Beaucoup des patients ont fini amputé d’une main ou d’un bras. Pour les yeux, «c’est encore trop tôt pour dire s’ils perdront la vue partiellement ou intégralement. C’est malheureusement probable pour certains», renchérit l’ophtalmologiste Jammal Bleik, avant de regagner la salle d’opération où l’attend une énième victime du 17 septembre.
Dans les couloirs, débutant sa tournée, Hussein fait le point avec l’équipe médicale du LAUMC-RH. Pas question de parler, explique celui qui assure depuis la veille les contacts discrets entre le Hezbollah et l’administration de l’hôpital. Pas question non plus d’autoriser la presse à rencontrer des blessés. «Il en va de leur sécurité : on ne peut pas permettre leur identification», explique-t-il, en apparence navré.
Le Hezbollah, qui a demandé que le nom des victimes ne soit pas enregistré officiellement, espère les rapatrier au plus vite dans des établissements de son réseau. Et ce, afin d’assurer les soins post-opératoires dans de meilleures conditions sécuritaires, selon ses critères. Dans l’ascenseur, qui redescend vers le jardin de l’hôpital, un jeune combattant du Hezbollah, visiblement sonné, un masque chirurgical lui mangeant le visage, est embarqué pour des examens complémentaires. Sa fiche, attachée au brancard, indique qu’il a été blessé à l’aine et à la poitrine. «Les pauvres, murmure une infirmière quand il sort. Tous ne sont que des mômes : pas un n’a plus de 25 ans.»
C’est d’ailleurs ce qui explique la colère qui gronde contre «l’ennemi sioniste», dans les régions chiites. Dans certains villages du Sud-Liban, où les bombardements israéliens s’étendent et se généralisent depuis plusieurs mois, ce sont la moitié voire les trois quarts de la jeunesse locale qui a été fauchée lors de cette opération massive, attribuée aux services de renseignements israéliens.

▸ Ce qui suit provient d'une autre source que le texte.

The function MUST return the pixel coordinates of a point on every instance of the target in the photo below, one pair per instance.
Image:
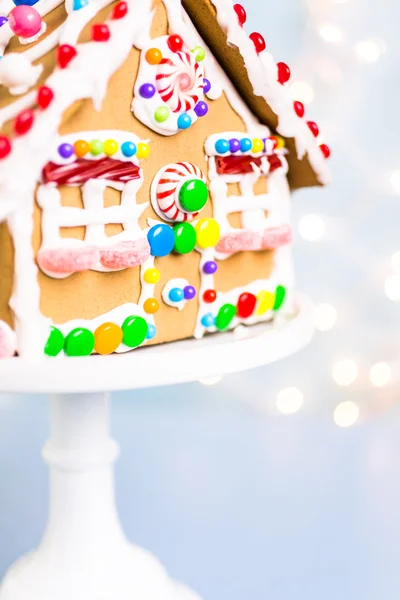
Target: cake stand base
(84, 554)
(138, 575)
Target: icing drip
(8, 342)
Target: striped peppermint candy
(166, 187)
(180, 81)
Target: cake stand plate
(84, 554)
(177, 362)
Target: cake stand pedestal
(84, 554)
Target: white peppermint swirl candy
(166, 188)
(180, 81)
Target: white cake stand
(84, 554)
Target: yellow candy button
(281, 141)
(143, 150)
(81, 148)
(108, 337)
(258, 146)
(110, 147)
(152, 276)
(208, 233)
(265, 301)
(151, 306)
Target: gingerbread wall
(89, 294)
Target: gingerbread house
(147, 156)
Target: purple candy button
(234, 145)
(65, 150)
(201, 109)
(210, 267)
(189, 292)
(207, 86)
(147, 90)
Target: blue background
(237, 500)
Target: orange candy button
(81, 148)
(151, 306)
(154, 56)
(108, 337)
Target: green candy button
(55, 342)
(193, 195)
(135, 331)
(79, 342)
(225, 316)
(96, 147)
(280, 295)
(185, 238)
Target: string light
(325, 317)
(345, 372)
(395, 181)
(331, 33)
(211, 380)
(380, 374)
(346, 414)
(289, 400)
(396, 262)
(312, 227)
(392, 287)
(370, 50)
(301, 90)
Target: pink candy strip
(125, 254)
(244, 241)
(65, 261)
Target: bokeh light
(346, 414)
(345, 372)
(289, 400)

«Au Sud comme à Beyrouth, la solidarité a été exemplaire», témoigne Ali Neaam, le directeur du vieil hôpital gouvernemental de Tyr, niché dans le camp de réfugiés palestiniens d’al-Bass, à l’entrée de la ville. Ses services, pourtant appauvris par la crise économique, ont pris en charge 25 blessés. Un seul cas grave lui a été envoyé. «Mais les gens du Sud ont soif de vengeance, la rue bouillonne même si les gens se conformeront aux ordres du Sayyed (surnom de Nasrallah, le chef duHezbollah, NDLR)»,ajoute-t-il.
Justement, Hassan Nasrallah doit parler ce jeudi en fin d'après-midi. On saura alors s’il parvient à se sortir de l’impasse stratégique dans laquelle cette guerre semble enfermer le mouvement qu’il dirige : répondre, au risque encore et toujours de provoquer une guerre généralisée, ou attendre, et perdre sa crédibilité en même temps que sa capacité de dissuasion.